Viki's "word count" plugin considered as something which could be done as a client plugin ("count the words in this page / these pages" or "is this page a wiki haiku?"); for an ongoing word count, you might need to hook the client's event handling to update the word count every time an editor loses focus or every time you make a word boundary with a space or some sort of punctation.

Ward's "Morse Teacher' plugin as a more tightly interactive custom editor possibly useful for a more continous word count plugin model?

10:33:47 From Eric Dobbs https://github.com/WardCunningham/wiki-plugin-morseteacher

There's also Ward's "site survey" approach as a mechanism to create and update a word count surveyor.

What do Jeff's gestures at the camera mean? "I feel that too!" / "Yes, a hundred percent that!" / "Yes, that's a terrible trap." / "That's such a good example." / "Oh yes, I've seen that before a hundred times."

"The American Buffalo" from Ken Burns, about the tightly interwoven strains of the early Industrial Revolution, buffalo hide, the fashion for beaver hats, and the trappers of the 1800s responding to the demands of industry and fashion. "No species can survive the swings of fashion" - (beaver hats).

Are we, as "self-enlightened" folks, just as subject to the constraints of the decision landscape as our forebears who held slaves and hunted animals to extinction to serve the financial models then current? (See: global warming; AI hype).

Brian Marick's Oddly Influenced, about communities of technical or artistic practice, often tightly homogeneous and sometimes deliberately excluding the social context in which their work is used or sold; the forces which disrupt those communities.

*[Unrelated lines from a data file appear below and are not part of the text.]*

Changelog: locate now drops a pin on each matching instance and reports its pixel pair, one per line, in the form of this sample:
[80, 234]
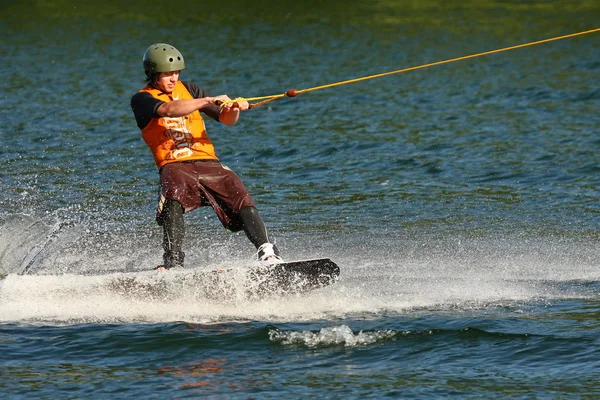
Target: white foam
[337, 335]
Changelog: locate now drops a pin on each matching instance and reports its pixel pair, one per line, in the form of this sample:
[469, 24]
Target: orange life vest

The US healthcare system and the difficulties of connecting needs and good practice in the context of an extractive financial model which does as much harm as good and burdens the patient with case management.

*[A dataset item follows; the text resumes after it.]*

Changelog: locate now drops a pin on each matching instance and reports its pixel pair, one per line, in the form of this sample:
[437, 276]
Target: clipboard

Broadly distributing working examples of problem-solving communities so that people have things to turn to, already in their mind, when they are facing trouble, rather than delegating it upward to disconnected hierarchical managers missing the context and ability to balance issues. "We had civil defense sitting right there as a model in people's minds for public health and other issues, a story we could use to work together for each other, and we didn't use it."